A tentativa de derrubar o decreto e mudar a legislação recebeu apoio, inclusive, dos deputados do Espírito Santo, que chegaram a recorrer, junto ao Movimento Paz no Campo (conhecido por violentar os direitos das comunidades) à bancada federal, na tentativa de invalidar a titulação de terras quilombolas no norte do Estado.
Sem o decreto, os ocupantes (empresas, fazendeiros e latifundiários) de terras tradicionalmente quilombolas ganhariam o direito de continuar produzindo na terra dos remanescentes de escravos, situados nos municípios de Conceição da Barra e São Mateus, como ocorre há anos.

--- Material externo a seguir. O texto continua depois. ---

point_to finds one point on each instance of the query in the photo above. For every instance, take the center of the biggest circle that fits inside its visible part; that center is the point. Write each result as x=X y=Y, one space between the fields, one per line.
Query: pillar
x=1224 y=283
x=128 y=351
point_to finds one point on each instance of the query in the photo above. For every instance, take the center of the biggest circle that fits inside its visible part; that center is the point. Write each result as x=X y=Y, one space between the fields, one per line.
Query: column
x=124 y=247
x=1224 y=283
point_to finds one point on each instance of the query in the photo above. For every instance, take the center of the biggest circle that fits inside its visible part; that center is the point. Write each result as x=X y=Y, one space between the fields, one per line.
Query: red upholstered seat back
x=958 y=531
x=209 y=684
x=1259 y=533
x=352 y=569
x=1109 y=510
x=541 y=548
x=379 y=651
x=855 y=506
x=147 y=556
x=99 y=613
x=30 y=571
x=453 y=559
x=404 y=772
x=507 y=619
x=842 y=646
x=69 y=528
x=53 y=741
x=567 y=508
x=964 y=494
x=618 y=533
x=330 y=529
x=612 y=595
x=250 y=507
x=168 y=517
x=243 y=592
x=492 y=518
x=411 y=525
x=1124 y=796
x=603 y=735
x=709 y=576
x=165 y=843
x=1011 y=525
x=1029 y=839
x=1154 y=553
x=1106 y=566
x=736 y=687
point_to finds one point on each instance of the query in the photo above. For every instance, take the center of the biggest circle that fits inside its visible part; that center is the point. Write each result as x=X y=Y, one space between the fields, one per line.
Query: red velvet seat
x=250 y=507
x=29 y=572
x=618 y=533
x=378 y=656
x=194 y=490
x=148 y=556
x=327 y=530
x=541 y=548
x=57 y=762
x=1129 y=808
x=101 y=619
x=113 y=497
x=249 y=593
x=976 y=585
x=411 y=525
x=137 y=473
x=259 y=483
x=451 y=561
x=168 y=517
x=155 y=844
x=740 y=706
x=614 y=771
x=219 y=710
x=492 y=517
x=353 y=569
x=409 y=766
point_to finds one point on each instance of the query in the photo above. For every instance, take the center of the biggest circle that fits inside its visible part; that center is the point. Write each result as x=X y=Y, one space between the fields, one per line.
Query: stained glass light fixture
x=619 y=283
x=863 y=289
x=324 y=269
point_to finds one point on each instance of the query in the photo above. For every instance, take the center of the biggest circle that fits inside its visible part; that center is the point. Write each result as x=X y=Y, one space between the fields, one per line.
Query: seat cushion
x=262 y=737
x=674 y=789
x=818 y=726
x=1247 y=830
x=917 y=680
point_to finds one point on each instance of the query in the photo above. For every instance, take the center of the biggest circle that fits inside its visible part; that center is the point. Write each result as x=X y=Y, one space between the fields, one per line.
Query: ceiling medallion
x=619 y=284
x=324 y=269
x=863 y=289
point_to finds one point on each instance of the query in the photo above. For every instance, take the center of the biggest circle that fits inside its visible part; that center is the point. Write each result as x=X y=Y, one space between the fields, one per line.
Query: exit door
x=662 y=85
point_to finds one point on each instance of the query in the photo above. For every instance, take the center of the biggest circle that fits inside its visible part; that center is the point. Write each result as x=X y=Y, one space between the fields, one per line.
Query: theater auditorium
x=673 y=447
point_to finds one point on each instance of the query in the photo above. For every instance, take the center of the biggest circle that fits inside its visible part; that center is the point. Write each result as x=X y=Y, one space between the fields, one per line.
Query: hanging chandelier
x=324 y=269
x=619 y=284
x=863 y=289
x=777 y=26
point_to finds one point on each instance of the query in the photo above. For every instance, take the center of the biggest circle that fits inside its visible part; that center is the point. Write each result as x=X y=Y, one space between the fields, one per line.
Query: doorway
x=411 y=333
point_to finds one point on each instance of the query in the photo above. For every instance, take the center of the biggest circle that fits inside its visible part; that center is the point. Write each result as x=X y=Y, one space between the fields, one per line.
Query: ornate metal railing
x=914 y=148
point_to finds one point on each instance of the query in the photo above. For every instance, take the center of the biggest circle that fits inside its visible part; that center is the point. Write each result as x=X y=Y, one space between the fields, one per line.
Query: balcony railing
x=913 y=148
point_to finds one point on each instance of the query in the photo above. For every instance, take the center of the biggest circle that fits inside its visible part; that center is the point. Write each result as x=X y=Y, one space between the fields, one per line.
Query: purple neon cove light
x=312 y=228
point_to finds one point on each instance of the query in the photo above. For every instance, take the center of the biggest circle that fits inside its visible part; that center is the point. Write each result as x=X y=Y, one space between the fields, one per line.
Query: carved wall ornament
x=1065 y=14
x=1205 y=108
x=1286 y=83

A anulação do decreto ou a relocação das comunidades – que só é permitida em caso de desastre natural – contraria a política do governo federal e tenta ainda condenar essas comunidades à situação permanente de miserabilidade. Mas, caso haja a suspensão do decreto, as titulações baseadas nele podem ser questionadas e o processo de regularização poderá ficar sem regras.
Na prática, a tentativa de anular o direito dos quilombolas retrata o cenário vivenciado no norte do Estado há mais de 50 anos, onde áreas indígenas e quilombolas foram usurpadas, principalmente pela ex-Aracruz Celulose (atual Fibria), mas, no caso dos negros, também por fazendeiros, posseiros e grandes produtores.

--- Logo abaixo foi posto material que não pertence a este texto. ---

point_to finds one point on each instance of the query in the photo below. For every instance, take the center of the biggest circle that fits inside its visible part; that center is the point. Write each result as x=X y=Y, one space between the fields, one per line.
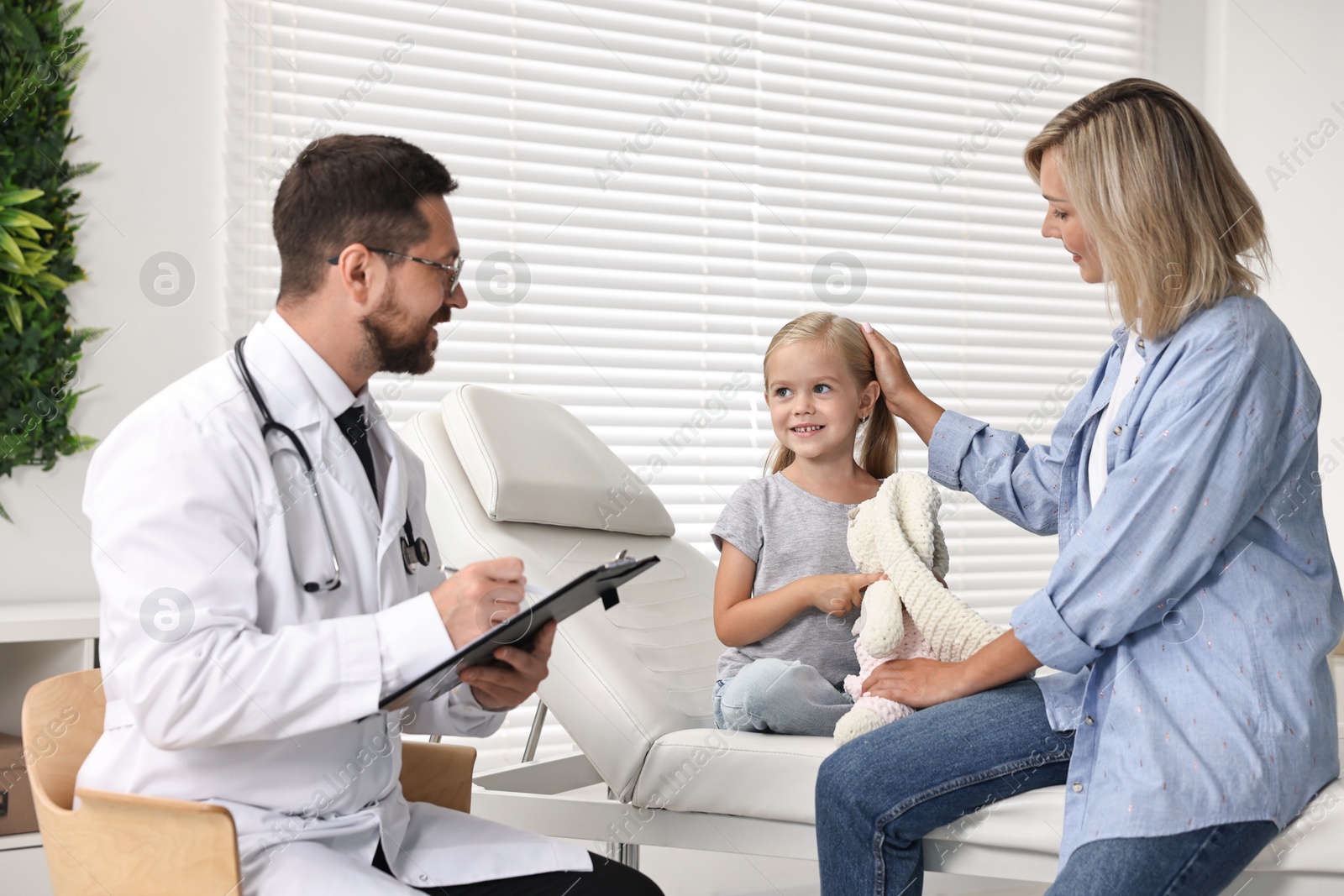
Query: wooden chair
x=128 y=846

Ainda na década de 70, pelo menos 12 mil famílias de quilombolas habitavam o norte do Estado. Atualmente, resistem entre os eucaliptais, canaviais e pastos cerca de 1,2 mil famílias. Sem suas terras e vítimas dos impactos ambiental, social e econômico causados pela monocultura do eucalipto, e ainda de violência praticada pela ex-Aracruz, os negros encontraram na produção de carvão o único meio de subsistência.
Direito sagrado
Os quilombolas têm direito à propriedade da terra por determinação do artigo 68 da Constituição Federal do Brasil de 1988. O direito à auto-identificação das comunidades quilombolas é garantido pelo Decreto 4.887/03. E também pela Política Nacional de Desenvolvimento Sustentável dos Povos e Comunidades Tradicionais (PNPCT), fixada pelo Decreto Nº. 6.040, de 7 de fevereiro de 2007.
Pesquisas realizadas pela Universidade Federal do Espírito Santo (Ufes) apontam que os negros foram forçados a abandonar suas terras: em Sapê do Norte existiam centenas de comunidades na década de 1970, e hoje restam 38. Em todo o Espírito Santo existem cerca de 100 comunidades quilombolas.
Além das comunidades quilombolas do Estado, há ainda três mil comunidades remanescentes de quilombos em todo o País que correm o risco de ter seus processos de titulação prejudicados por uma recomendação do Tribunal de Contas da União (TCU). O Acórdão 2835/2009 do órgão, feito em 2009, quer suspender o Decreto 4.887/2003 que regulamenta os direitos quilombolas. Com a decisão, o TCU extrapola sua competência, como defende o Ministério de Promoção da Igualdade Racial.
Com o Acórdão, os ministros do Tribunal de Contas se antecipam ao Supremo Tribunal Federal (STF), que ainda não julgou a Ação Direta de Inconstitucionalidade (Adin). Para os quilombolas, a queda do decreto significaria um retrocesso para as comunidades negras, além de representar o desejo de uma classe que não permite que os direitos quilombolas sejam respeitados. Impasse que tem sido um dos entraves para a titulação de terras quilombolas.